Institute for Computing and Information Sciences, Radboud University Nijmegen, Nijmegen, The Netherlands.
Neuroimage. 2010 Mar;50(1):150-61. doi: 10.1016/j.neuroimage.2009.11.064. Epub 2009 Dec 1.
Bayesian logistic regression with a multivariate Laplace prior is introduced as a multivariate approach to the analysis of neuroimaging data. It is shown that, by rewriting the multivariate Laplace distribution as a scale mixture, we can incorporate spatio-temporal constraints which lead to smooth importance maps that facilitate subsequent interpretation.

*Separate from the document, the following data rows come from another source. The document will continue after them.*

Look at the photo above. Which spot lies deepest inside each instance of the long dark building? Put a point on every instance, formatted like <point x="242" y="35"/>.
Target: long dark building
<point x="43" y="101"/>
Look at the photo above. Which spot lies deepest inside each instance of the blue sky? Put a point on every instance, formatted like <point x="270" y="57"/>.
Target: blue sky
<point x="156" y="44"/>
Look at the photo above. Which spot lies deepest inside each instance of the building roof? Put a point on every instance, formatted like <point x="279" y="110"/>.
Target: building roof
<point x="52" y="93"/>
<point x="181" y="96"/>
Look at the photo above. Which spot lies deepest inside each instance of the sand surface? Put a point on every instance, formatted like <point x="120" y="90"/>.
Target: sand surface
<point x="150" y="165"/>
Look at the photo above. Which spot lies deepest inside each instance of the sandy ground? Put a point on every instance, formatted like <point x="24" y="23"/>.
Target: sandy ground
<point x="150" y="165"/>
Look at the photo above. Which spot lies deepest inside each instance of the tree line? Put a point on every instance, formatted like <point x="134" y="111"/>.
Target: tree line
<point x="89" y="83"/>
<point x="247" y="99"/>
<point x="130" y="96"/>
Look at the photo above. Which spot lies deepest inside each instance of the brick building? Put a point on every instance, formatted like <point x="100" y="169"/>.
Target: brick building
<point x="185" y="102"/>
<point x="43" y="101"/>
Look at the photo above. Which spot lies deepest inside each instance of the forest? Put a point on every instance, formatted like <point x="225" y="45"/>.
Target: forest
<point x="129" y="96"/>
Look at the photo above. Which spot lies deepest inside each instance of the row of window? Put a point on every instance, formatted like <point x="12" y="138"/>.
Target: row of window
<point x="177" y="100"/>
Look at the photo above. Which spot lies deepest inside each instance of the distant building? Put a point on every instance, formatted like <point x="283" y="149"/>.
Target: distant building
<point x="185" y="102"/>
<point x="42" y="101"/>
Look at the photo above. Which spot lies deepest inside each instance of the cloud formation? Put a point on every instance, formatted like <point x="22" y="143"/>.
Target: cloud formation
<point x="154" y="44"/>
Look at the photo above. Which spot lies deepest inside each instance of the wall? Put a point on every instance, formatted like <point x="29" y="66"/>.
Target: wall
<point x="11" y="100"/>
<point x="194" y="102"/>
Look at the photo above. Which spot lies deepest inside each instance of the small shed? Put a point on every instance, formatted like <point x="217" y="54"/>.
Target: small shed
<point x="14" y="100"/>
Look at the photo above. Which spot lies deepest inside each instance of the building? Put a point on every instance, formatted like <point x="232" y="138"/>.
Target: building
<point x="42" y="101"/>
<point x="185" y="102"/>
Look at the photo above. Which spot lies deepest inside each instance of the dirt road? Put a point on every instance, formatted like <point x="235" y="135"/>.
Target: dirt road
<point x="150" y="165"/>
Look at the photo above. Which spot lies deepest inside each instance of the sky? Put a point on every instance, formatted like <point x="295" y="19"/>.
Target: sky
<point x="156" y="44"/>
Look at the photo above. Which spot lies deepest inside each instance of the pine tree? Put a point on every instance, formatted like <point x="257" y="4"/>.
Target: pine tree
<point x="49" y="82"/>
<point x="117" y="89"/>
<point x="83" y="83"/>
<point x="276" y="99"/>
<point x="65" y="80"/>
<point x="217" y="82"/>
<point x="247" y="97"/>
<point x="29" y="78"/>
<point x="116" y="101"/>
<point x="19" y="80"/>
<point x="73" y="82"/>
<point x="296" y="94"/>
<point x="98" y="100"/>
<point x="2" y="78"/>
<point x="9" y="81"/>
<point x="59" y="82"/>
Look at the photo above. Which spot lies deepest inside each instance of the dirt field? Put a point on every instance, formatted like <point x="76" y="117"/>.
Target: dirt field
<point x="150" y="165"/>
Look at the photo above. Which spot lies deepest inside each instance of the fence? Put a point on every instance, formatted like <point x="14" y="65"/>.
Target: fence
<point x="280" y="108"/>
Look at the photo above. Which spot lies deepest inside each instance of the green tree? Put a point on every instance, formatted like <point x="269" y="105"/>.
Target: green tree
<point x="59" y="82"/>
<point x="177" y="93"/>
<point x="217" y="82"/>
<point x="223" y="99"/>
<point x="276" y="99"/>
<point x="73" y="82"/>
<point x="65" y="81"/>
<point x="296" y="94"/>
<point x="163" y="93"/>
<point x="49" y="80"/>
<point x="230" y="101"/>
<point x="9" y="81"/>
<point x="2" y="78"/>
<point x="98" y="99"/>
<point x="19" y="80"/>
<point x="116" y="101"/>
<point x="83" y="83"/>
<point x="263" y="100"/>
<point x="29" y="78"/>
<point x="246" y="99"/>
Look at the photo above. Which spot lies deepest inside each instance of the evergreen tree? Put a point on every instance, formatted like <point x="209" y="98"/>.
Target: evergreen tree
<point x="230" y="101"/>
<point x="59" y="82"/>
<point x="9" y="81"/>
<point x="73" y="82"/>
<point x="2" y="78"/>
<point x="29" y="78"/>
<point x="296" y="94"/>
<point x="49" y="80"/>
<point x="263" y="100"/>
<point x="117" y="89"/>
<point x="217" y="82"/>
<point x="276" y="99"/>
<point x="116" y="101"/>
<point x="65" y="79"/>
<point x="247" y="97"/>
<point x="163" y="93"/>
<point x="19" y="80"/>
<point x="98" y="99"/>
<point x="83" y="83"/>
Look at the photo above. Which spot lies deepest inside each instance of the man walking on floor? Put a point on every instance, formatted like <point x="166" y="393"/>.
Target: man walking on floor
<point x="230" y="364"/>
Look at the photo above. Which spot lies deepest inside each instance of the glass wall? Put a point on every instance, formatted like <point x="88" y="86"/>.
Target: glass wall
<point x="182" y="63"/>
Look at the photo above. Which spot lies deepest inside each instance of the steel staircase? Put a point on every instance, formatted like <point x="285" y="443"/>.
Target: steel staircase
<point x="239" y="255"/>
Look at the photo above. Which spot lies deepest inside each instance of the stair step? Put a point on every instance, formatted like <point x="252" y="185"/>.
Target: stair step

The posterior of interest is computed using an approximate inference method called expectation propagation and becomes feasible due to fast inversion of a sparse precision matrix. We illustrate the performance of the method on an fMRI dataset acquired while subjects were shown handwritten digits. The obtained models perform competitively in terms of predictive performance and give rise to interpretable importance maps. Estimation of the posterior of interest is shown to be feasible even for very large models with thousands of variables.
贝叶斯逻辑回归与多元拉普拉斯先验被引入到神经影像学数据的分析中,作为一种多元方法。通过将多元拉普拉斯分布重写为尺度混合,我们可以引入时空约束,从而得到平滑的重要图,便于后续解释。感兴趣的后验使用一种称为期望传播的近似推理方法进行计算,并且由于稀疏精度矩阵的快速反转而变得可行。我们在手写数字展示给受试者时获取的 fMRI 数据集上说明了该方法的性能。所获得的模型在预测性能方面表现出色,并产生了可解释的重要图。即使对于具有数千个变量的非常大的模型,也可以证明对感兴趣的后验的估计是可行的。